Maimane was speaking a day after he delivered a well-received speech on race and racism at the Apartheid Museum in Johannesburg. The speech, delivered in the wake of a spate of racist incidents around the country, was hailed as honest and brave.

In the speech, he said the continuing racism was akin to “pouring salt in a deep wound” of past injustice, and pledged that his party would be at the forefront of fighting the scourge. He said racists were not welcome in the DA and discouraged them from voting for the party.

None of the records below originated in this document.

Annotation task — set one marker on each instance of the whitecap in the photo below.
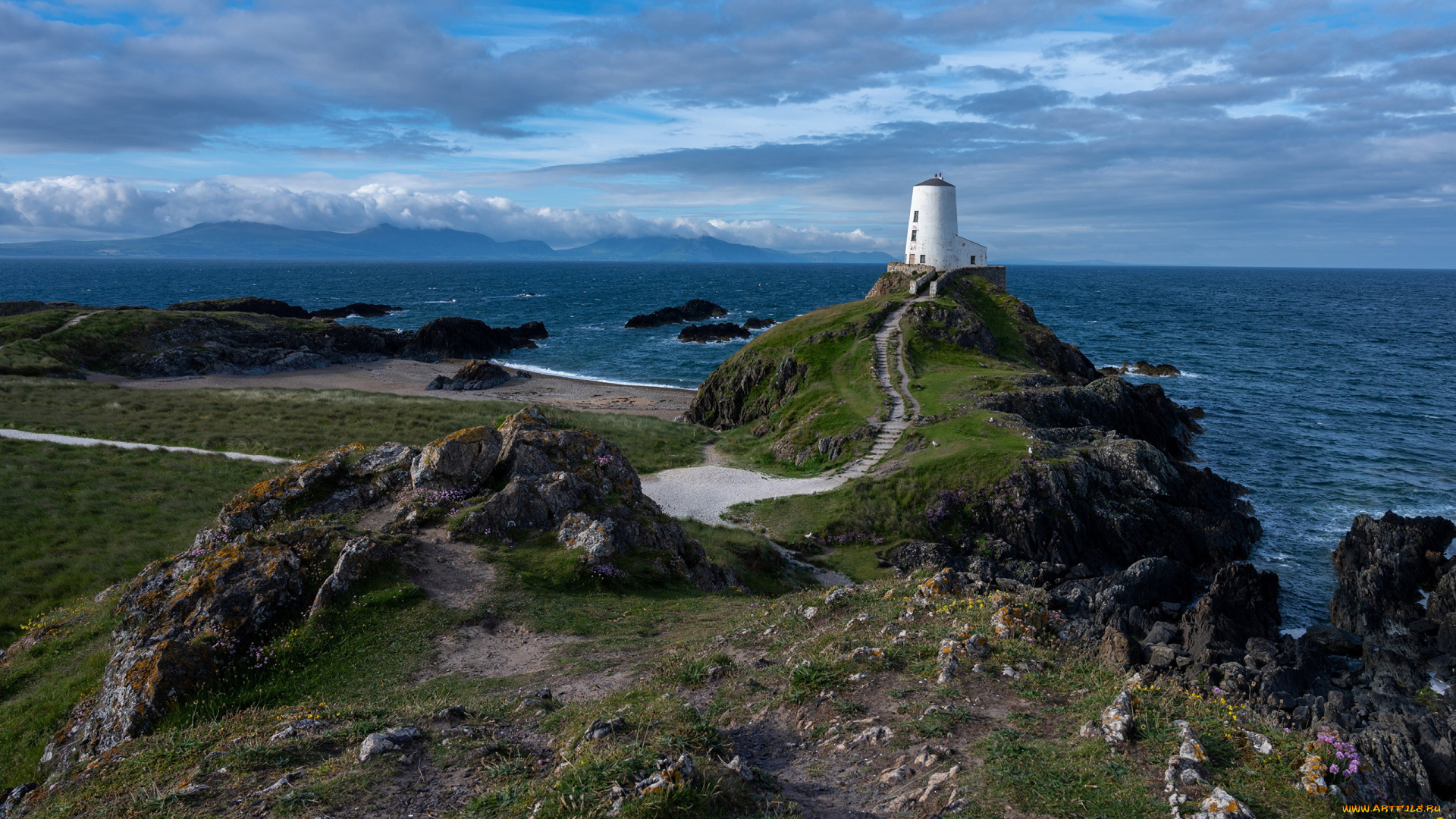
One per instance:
(580, 376)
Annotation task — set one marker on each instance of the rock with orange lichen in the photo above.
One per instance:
(582, 487)
(291, 490)
(460, 461)
(181, 621)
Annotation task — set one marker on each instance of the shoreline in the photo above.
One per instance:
(403, 376)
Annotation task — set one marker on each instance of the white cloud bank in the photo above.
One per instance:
(102, 207)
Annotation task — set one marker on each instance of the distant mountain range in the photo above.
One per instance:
(256, 241)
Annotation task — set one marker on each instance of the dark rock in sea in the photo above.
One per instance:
(952, 325)
(235, 346)
(476, 375)
(245, 305)
(1381, 566)
(1241, 604)
(1128, 601)
(1334, 640)
(455, 337)
(582, 487)
(1141, 411)
(693, 311)
(357, 309)
(705, 333)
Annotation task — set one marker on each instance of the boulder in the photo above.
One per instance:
(356, 558)
(1242, 602)
(289, 491)
(456, 337)
(460, 461)
(181, 621)
(692, 311)
(1334, 640)
(1119, 651)
(705, 333)
(476, 375)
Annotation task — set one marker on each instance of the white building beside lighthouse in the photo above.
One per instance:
(930, 240)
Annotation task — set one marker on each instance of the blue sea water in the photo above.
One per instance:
(1329, 392)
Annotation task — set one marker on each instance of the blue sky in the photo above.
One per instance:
(1285, 133)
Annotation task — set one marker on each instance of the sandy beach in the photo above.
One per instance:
(402, 376)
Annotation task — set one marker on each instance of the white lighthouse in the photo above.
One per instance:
(930, 237)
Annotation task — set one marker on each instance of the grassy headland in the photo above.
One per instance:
(297, 423)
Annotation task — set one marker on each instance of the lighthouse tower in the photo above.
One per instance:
(930, 237)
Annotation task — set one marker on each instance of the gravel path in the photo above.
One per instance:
(705, 493)
(73, 441)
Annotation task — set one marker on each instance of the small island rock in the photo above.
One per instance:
(705, 333)
(692, 311)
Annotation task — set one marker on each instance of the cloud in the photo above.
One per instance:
(73, 206)
(209, 69)
(1014, 101)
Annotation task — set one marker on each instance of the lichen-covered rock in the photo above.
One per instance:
(184, 618)
(460, 461)
(582, 487)
(354, 560)
(291, 490)
(1185, 768)
(1119, 651)
(1222, 805)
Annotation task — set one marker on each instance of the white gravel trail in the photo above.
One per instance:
(705, 493)
(73, 441)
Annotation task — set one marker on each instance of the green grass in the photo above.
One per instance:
(839, 394)
(77, 519)
(33, 325)
(299, 423)
(38, 686)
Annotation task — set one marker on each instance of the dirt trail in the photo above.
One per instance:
(705, 493)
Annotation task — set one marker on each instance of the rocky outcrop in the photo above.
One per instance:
(1241, 605)
(455, 337)
(245, 305)
(237, 346)
(692, 311)
(270, 558)
(1382, 567)
(705, 333)
(476, 375)
(1107, 404)
(460, 461)
(1106, 506)
(952, 325)
(359, 309)
(582, 488)
(181, 621)
(1133, 599)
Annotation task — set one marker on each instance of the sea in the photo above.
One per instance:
(1327, 392)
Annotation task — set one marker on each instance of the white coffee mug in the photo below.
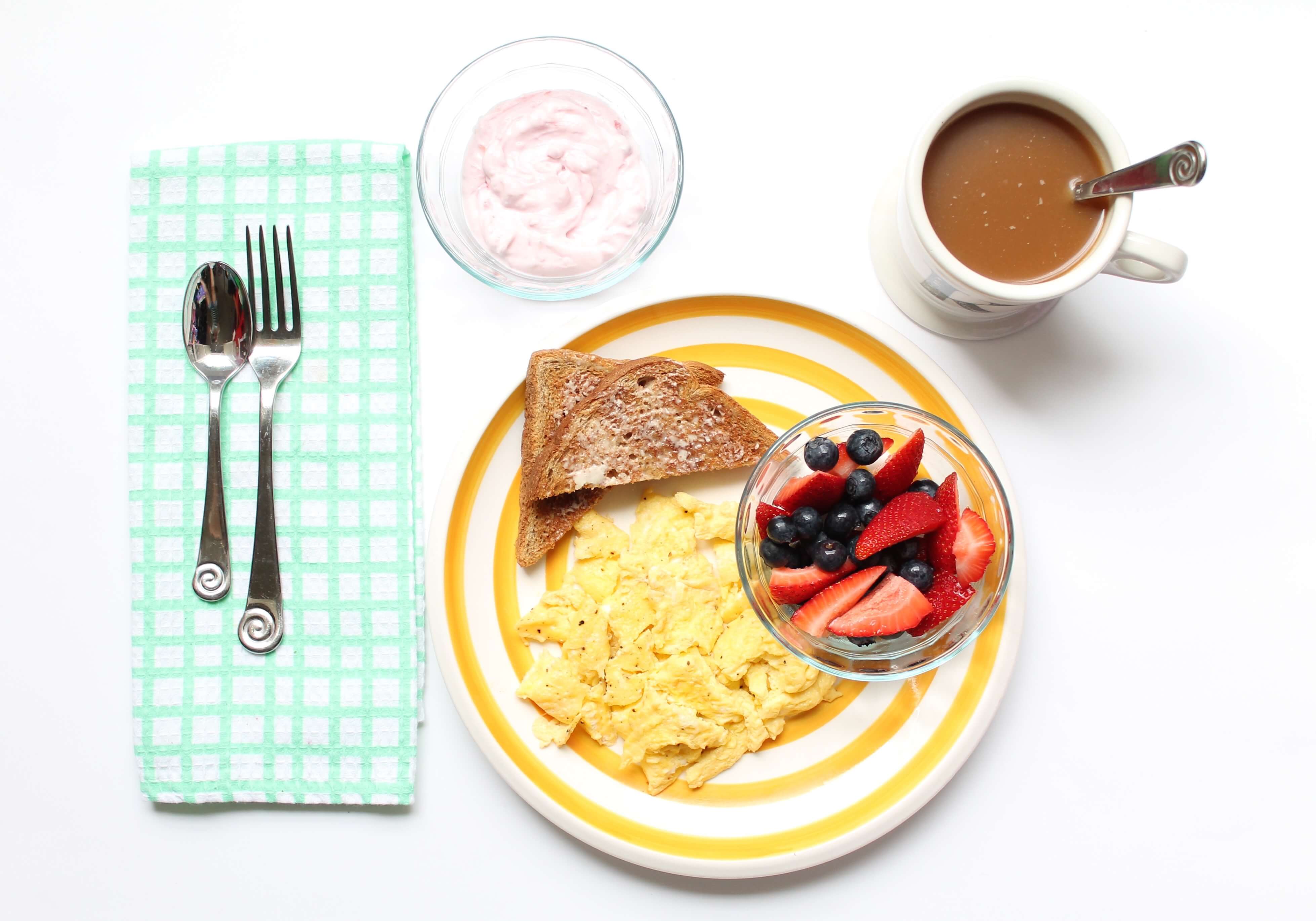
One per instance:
(940, 293)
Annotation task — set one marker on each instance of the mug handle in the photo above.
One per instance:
(1145, 260)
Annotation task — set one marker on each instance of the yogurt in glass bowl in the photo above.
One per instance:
(549, 169)
(947, 451)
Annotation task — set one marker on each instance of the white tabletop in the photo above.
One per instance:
(1155, 752)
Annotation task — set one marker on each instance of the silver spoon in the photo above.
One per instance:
(218, 337)
(1185, 165)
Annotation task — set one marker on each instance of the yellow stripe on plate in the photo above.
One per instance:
(672, 843)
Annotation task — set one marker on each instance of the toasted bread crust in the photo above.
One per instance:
(556, 381)
(648, 420)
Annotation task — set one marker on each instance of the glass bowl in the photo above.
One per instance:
(945, 451)
(528, 66)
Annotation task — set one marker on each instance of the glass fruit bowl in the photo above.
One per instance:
(945, 451)
(523, 68)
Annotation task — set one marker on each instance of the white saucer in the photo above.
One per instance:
(885, 249)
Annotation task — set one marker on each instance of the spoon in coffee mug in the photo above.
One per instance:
(1184, 165)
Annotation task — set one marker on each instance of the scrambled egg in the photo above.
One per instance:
(661, 648)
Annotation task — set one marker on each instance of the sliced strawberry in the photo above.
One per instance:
(835, 600)
(764, 514)
(899, 471)
(947, 596)
(974, 546)
(799, 586)
(844, 465)
(894, 607)
(941, 544)
(822, 491)
(908, 515)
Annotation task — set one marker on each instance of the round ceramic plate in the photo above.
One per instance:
(837, 777)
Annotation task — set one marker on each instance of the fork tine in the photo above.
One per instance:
(293, 286)
(265, 287)
(250, 276)
(278, 282)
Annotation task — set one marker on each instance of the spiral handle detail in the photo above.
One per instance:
(260, 632)
(211, 582)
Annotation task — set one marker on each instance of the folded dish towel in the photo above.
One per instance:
(331, 716)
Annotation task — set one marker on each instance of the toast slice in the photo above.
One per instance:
(556, 381)
(648, 420)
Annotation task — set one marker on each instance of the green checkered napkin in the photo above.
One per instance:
(331, 716)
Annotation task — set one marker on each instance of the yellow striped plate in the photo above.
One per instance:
(839, 777)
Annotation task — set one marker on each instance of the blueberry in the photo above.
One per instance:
(774, 554)
(822, 453)
(809, 523)
(841, 521)
(830, 556)
(868, 510)
(918, 573)
(799, 558)
(782, 530)
(860, 486)
(864, 447)
(905, 550)
(924, 486)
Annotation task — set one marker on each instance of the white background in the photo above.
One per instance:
(1155, 753)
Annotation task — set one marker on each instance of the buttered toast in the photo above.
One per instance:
(648, 420)
(556, 381)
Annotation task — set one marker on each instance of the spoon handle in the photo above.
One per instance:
(211, 579)
(1185, 165)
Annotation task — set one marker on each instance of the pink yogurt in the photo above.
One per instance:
(553, 185)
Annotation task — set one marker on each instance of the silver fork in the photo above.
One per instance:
(274, 352)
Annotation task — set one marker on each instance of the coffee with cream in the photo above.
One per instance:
(998, 190)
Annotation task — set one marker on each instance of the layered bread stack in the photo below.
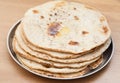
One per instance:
(62, 39)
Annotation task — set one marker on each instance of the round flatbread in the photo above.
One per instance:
(65, 26)
(22, 53)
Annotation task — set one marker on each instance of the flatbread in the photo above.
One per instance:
(25, 45)
(86, 57)
(65, 26)
(21, 53)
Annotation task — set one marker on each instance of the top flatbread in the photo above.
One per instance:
(65, 26)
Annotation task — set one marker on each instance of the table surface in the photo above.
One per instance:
(13, 10)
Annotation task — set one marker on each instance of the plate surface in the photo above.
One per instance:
(107, 55)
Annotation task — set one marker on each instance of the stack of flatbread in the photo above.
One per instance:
(62, 39)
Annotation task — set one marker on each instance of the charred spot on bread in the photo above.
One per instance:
(53, 29)
(35, 11)
(105, 29)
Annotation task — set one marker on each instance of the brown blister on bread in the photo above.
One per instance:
(102, 19)
(53, 29)
(84, 32)
(47, 65)
(35, 11)
(73, 43)
(76, 18)
(105, 29)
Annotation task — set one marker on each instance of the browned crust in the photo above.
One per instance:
(67, 57)
(58, 50)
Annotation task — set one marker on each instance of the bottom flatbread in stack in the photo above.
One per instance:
(65, 40)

Maimane told City Press that there should be equal outrage at racism, regardless of who perpetrated it. He said the racial slurs directed at him and whites by ANC leaders should be treated with the same outrage directed at the case of Penny Sparrow.

“When people stand up in Parliament saying things like ‘Maimane is only a token black who was hired [because he is] married to a white person’, almost attacking in really racial language, nobody says a thing,” he said.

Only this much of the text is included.